これは土曜日のことを勘違いしてくれている系だ。
推測するに、トイレに行ったとき清野と相手が歩いているところを見かけて、報告そっちのけで追いかけていった──とか思っているのかもしれない。
なるほど。だから「なんでいなくなったのか」じゃなくて「なんで教えてくれなかったのか」と怒っていたのか。
ここは彼女の勘違いに便乗したほうがよさそうだ。
「相手は誰だったの? クラスの男子?」
「あ、いや」
「あっ、もしかして、男バスの新道先輩とか?」
「男バス? って男子バスケットボール部?」
「ああ、なるほどなぁ〜。新道先輩ならありだわ」
ふむふむと何度も頷く乗冨。
新道って誰だよ。実に陽キャ・リア充の香りがする名前だけどさ。
てか、何も言ってないのに勝手に盛り上がるな。
「それで、証拠的なものは掴んだわけ?」
「そ、それが、見失っちゃったんだ」
「そっかそっか〜、流石に写真までは撮れなかった……ん?」
乗冨がパチクリと目を瞬かせる。
「見失った?」
「う、うん。清野さんっぽい人をみかけたから追いかけたんだけど、見失っちゃって……それに、相手もよくわからなかったんだよね」
「はぁ!? 見失ったって、どゆこと!? ラムりんの家、あのカフェから歩いて1、2分のとこだよ!? 逆にどうやったら見失えるのか3行で教えてよ!」
「ご、ごご、ごめん。雨がひどくて……」
「雨って、キミ……いや、まぁ、うん、確かにひどかったな」
瞬間湯沸かし器のごとく怒り出す乗冨だったが、鎮火するのも一瞬だった。
こいつ、前から思ってたけど超素直だよな。
まぁ、乗冨もびしょ濡れになっていたし、あの雨の酷さは身を持ってわかっているのだろう。

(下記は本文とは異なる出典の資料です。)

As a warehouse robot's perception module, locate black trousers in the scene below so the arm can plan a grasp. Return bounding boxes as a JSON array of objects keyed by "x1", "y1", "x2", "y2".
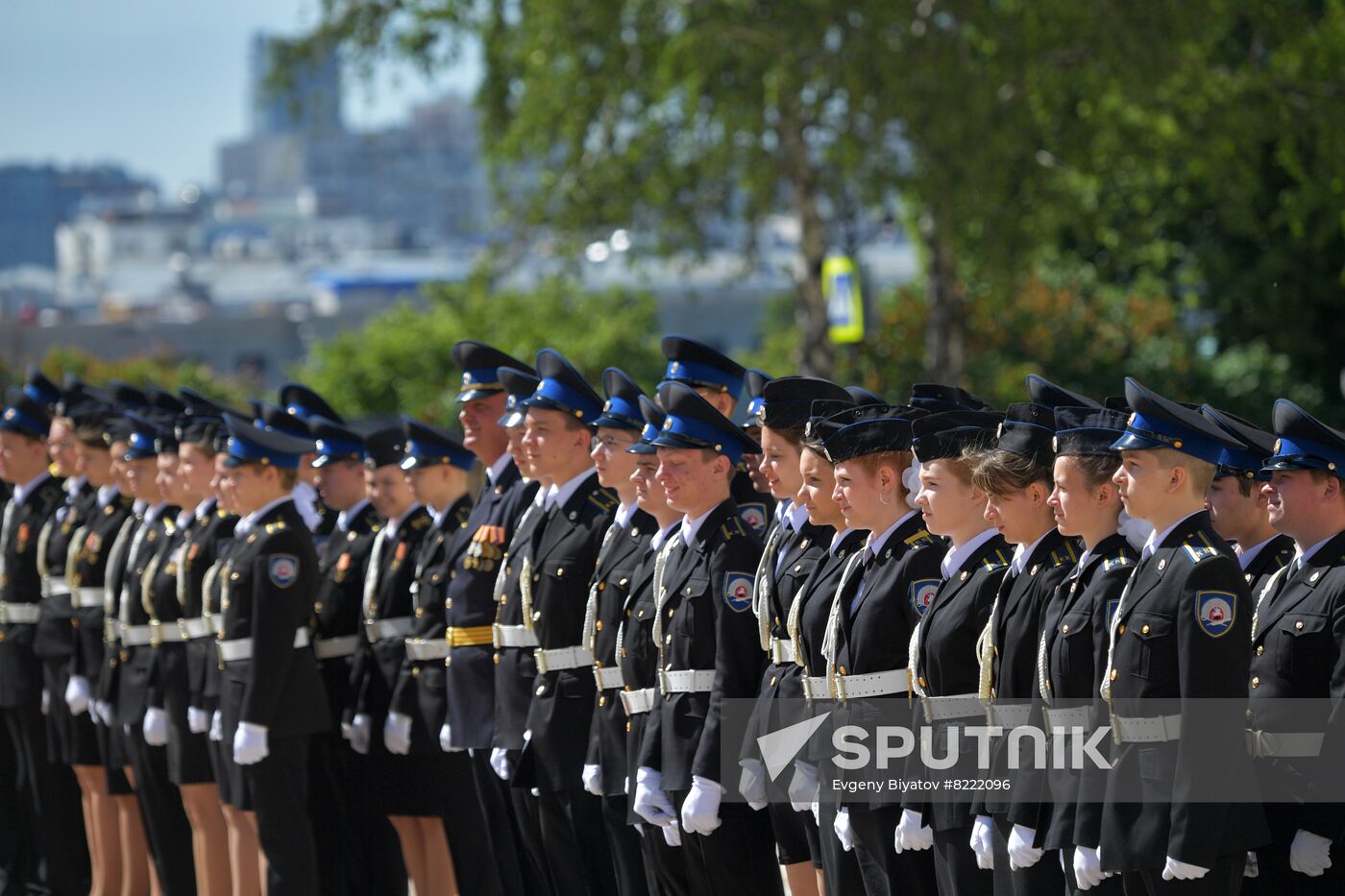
[
  {"x1": 308, "y1": 731, "x2": 406, "y2": 896},
  {"x1": 122, "y1": 725, "x2": 196, "y2": 896},
  {"x1": 669, "y1": 791, "x2": 784, "y2": 896},
  {"x1": 849, "y1": 806, "x2": 939, "y2": 896},
  {"x1": 537, "y1": 775, "x2": 616, "y2": 896},
  {"x1": 990, "y1": 815, "x2": 1065, "y2": 896},
  {"x1": 0, "y1": 704, "x2": 90, "y2": 896},
  {"x1": 601, "y1": 794, "x2": 648, "y2": 896},
  {"x1": 934, "y1": 823, "x2": 994, "y2": 896},
  {"x1": 243, "y1": 736, "x2": 319, "y2": 896}
]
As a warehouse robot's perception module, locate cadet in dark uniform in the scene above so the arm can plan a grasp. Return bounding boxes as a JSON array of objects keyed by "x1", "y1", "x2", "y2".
[
  {"x1": 660, "y1": 330, "x2": 774, "y2": 538},
  {"x1": 113, "y1": 416, "x2": 196, "y2": 895},
  {"x1": 995, "y1": 406, "x2": 1137, "y2": 893},
  {"x1": 895, "y1": 408, "x2": 1012, "y2": 896},
  {"x1": 0, "y1": 390, "x2": 88, "y2": 893},
  {"x1": 581, "y1": 367, "x2": 658, "y2": 895},
  {"x1": 616, "y1": 396, "x2": 692, "y2": 896},
  {"x1": 786, "y1": 400, "x2": 887, "y2": 893},
  {"x1": 308, "y1": 416, "x2": 406, "y2": 896},
  {"x1": 1247, "y1": 400, "x2": 1345, "y2": 895},
  {"x1": 1200, "y1": 405, "x2": 1294, "y2": 598},
  {"x1": 440, "y1": 340, "x2": 545, "y2": 893},
  {"x1": 808, "y1": 405, "x2": 942, "y2": 895},
  {"x1": 972, "y1": 402, "x2": 1080, "y2": 896},
  {"x1": 1099, "y1": 379, "x2": 1265, "y2": 893},
  {"x1": 141, "y1": 409, "x2": 236, "y2": 895},
  {"x1": 350, "y1": 426, "x2": 453, "y2": 892},
  {"x1": 383, "y1": 419, "x2": 501, "y2": 895},
  {"x1": 216, "y1": 414, "x2": 330, "y2": 896},
  {"x1": 635, "y1": 382, "x2": 781, "y2": 893},
  {"x1": 739, "y1": 376, "x2": 848, "y2": 896},
  {"x1": 514, "y1": 349, "x2": 618, "y2": 893}
]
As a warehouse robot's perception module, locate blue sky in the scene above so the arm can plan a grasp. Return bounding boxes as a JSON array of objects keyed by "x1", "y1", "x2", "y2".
[{"x1": 0, "y1": 0, "x2": 478, "y2": 191}]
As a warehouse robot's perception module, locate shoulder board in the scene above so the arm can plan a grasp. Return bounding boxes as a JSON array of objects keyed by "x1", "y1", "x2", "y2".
[
  {"x1": 1050, "y1": 541, "x2": 1079, "y2": 567},
  {"x1": 589, "y1": 489, "x2": 622, "y2": 514},
  {"x1": 1183, "y1": 531, "x2": 1218, "y2": 564},
  {"x1": 981, "y1": 549, "x2": 1009, "y2": 571}
]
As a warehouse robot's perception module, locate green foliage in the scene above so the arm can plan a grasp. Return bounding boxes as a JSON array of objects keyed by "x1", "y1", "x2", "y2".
[{"x1": 297, "y1": 278, "x2": 663, "y2": 424}]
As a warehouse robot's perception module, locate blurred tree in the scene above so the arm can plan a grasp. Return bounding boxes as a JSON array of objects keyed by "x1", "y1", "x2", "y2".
[{"x1": 296, "y1": 278, "x2": 663, "y2": 425}]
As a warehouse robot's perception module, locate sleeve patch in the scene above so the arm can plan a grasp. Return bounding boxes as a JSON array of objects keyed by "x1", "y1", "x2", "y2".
[
  {"x1": 266, "y1": 554, "x2": 299, "y2": 588},
  {"x1": 723, "y1": 573, "x2": 754, "y2": 614},
  {"x1": 1196, "y1": 591, "x2": 1237, "y2": 638}
]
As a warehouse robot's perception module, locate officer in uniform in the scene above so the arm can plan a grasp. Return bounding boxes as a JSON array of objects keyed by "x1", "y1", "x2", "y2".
[
  {"x1": 383, "y1": 417, "x2": 501, "y2": 893},
  {"x1": 615, "y1": 396, "x2": 692, "y2": 896},
  {"x1": 308, "y1": 416, "x2": 406, "y2": 896},
  {"x1": 1099, "y1": 378, "x2": 1265, "y2": 893},
  {"x1": 635, "y1": 382, "x2": 781, "y2": 893},
  {"x1": 0, "y1": 390, "x2": 88, "y2": 893},
  {"x1": 1247, "y1": 400, "x2": 1345, "y2": 895},
  {"x1": 440, "y1": 340, "x2": 546, "y2": 895},
  {"x1": 581, "y1": 367, "x2": 656, "y2": 895},
  {"x1": 1200, "y1": 405, "x2": 1294, "y2": 598},
  {"x1": 895, "y1": 408, "x2": 1012, "y2": 896},
  {"x1": 660, "y1": 336, "x2": 774, "y2": 529},
  {"x1": 216, "y1": 414, "x2": 330, "y2": 896},
  {"x1": 806, "y1": 405, "x2": 942, "y2": 896}
]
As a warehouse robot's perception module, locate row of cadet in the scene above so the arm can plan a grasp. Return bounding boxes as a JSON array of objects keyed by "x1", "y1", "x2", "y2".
[{"x1": 0, "y1": 336, "x2": 1345, "y2": 896}]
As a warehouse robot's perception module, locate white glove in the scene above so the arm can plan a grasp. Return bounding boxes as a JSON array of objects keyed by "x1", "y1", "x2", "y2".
[
  {"x1": 140, "y1": 706, "x2": 168, "y2": 747},
  {"x1": 632, "y1": 765, "x2": 680, "y2": 839},
  {"x1": 1163, "y1": 856, "x2": 1210, "y2": 880},
  {"x1": 831, "y1": 806, "x2": 854, "y2": 853},
  {"x1": 682, "y1": 775, "x2": 723, "y2": 836},
  {"x1": 1075, "y1": 846, "x2": 1109, "y2": 889},
  {"x1": 971, "y1": 815, "x2": 995, "y2": 870},
  {"x1": 350, "y1": 713, "x2": 374, "y2": 756},
  {"x1": 897, "y1": 809, "x2": 934, "y2": 856},
  {"x1": 1009, "y1": 825, "x2": 1046, "y2": 870},
  {"x1": 790, "y1": 759, "x2": 818, "y2": 812},
  {"x1": 383, "y1": 713, "x2": 411, "y2": 756},
  {"x1": 66, "y1": 675, "x2": 90, "y2": 715},
  {"x1": 1288, "y1": 828, "x2": 1332, "y2": 877},
  {"x1": 491, "y1": 747, "x2": 510, "y2": 781},
  {"x1": 234, "y1": 722, "x2": 270, "y2": 765},
  {"x1": 739, "y1": 759, "x2": 767, "y2": 811}
]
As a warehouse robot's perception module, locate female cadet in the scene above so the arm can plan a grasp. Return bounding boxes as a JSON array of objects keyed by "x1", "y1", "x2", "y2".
[
  {"x1": 144, "y1": 416, "x2": 236, "y2": 896},
  {"x1": 62, "y1": 409, "x2": 144, "y2": 896},
  {"x1": 350, "y1": 426, "x2": 453, "y2": 893},
  {"x1": 823, "y1": 405, "x2": 941, "y2": 893},
  {"x1": 615, "y1": 396, "x2": 692, "y2": 896},
  {"x1": 786, "y1": 400, "x2": 887, "y2": 893},
  {"x1": 739, "y1": 376, "x2": 848, "y2": 896},
  {"x1": 972, "y1": 403, "x2": 1079, "y2": 895},
  {"x1": 895, "y1": 410, "x2": 1010, "y2": 896}
]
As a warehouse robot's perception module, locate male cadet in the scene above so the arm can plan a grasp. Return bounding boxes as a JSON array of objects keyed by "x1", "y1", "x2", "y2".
[
  {"x1": 0, "y1": 389, "x2": 88, "y2": 893},
  {"x1": 383, "y1": 417, "x2": 501, "y2": 895},
  {"x1": 635, "y1": 382, "x2": 781, "y2": 893},
  {"x1": 308, "y1": 417, "x2": 406, "y2": 896},
  {"x1": 216, "y1": 414, "x2": 330, "y2": 896},
  {"x1": 514, "y1": 349, "x2": 618, "y2": 893},
  {"x1": 1247, "y1": 400, "x2": 1345, "y2": 893},
  {"x1": 1200, "y1": 405, "x2": 1294, "y2": 600},
  {"x1": 660, "y1": 336, "x2": 774, "y2": 529},
  {"x1": 1099, "y1": 378, "x2": 1265, "y2": 893},
  {"x1": 581, "y1": 367, "x2": 656, "y2": 896},
  {"x1": 440, "y1": 340, "x2": 538, "y2": 893}
]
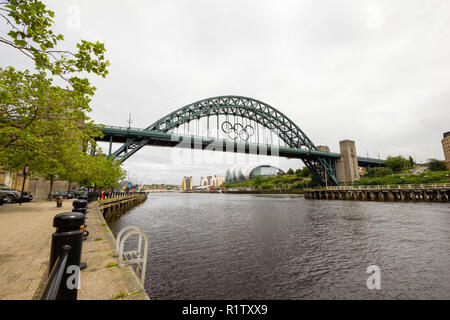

「……というか、席に傘を忘れてるみたいだったけど、大丈夫だったの?」
「うん。それは、まぁ」
「あ、そう。それならいいんだけど」
どこか気まずそうにそっぽを向く乗冨。
体育館裏に微妙な空気が流れる。
……え? 何? その顔。
もしかして、僕のことを心配してくれてたとか?
突然どうした。なんか変なものでも拾い食いしたのか?
「まぁ、とにかく」
こほん、と咳払いをして乗冨が続ける。
「一緒に肩を並べて歩いてるのを見たってことは、ラムりんとその人はいい感じってことなのかもしれないね」
「……なんだかニヤけてない?」
「そりゃそうでしょ。だってラムりんの初めての恋バナなんだし」
「……」
ちょっと待て。
清野をストーカーから守るとか、有象無象の雑草野郎から守るって話はどこに行った?
なんだか嬉しそうだな〜とは、ずっと思ってたけどさ!
「よっと」
乗冨がぱっと立ち上がり、制服をぱっぱっと叩く。
「それじゃあ、引き続き調査をお願いね」
「……え? まだ続けるの?」
この茶番。
「当たり前じゃない。尻尾は掴んだんだし、もう少しで相手のことがわかるんだよ? もうひと押しじゃない。がんばれ武者小路くん!」
「……」
さっき普通に僕の名前呼べてたのに、なんでここで間違えるのか。
こいつ、わざとやってるのか?
「ちょっと。なんで凹んでるのさ。何? タダ働きはしたくないって?」
「いや、誰もそんなこと」
「しかたないなぁ。そんなキミに……ほら。追加報酬」
乗冨が二枚目の「乗冨チケット」を渡してくる。
いらねぇ。これっぽっちも嬉しくねぇ。
「じゃあ、私はちょっと部室に寄ってから教室に行くから、ここで」
そう言って、足早に立ち去る乗冨。
その背中と渡された乗冨チケットを交互に見ながら、僕は思う。
このチケットを使えば何でも言うことを聞いてくれるってことは、「もう僕に関わらないで」とお願いをしたら良いのではないだろうか。
なんだかタブーっぽい気がするけど、試してみるか?
「……いや、やめとこ。なんかすっごい怒られる気がするし」
そんなだからキミは陰キャって言われるんだよ! とか怒鳴られそう。
とはいえ、ずっと持ち歩いてるのも縁起が悪そうだし、「購買部で焼きそばパン買ってこい」とかお願いするか。
まぁ、それはそれで、嫌がられそうだけど。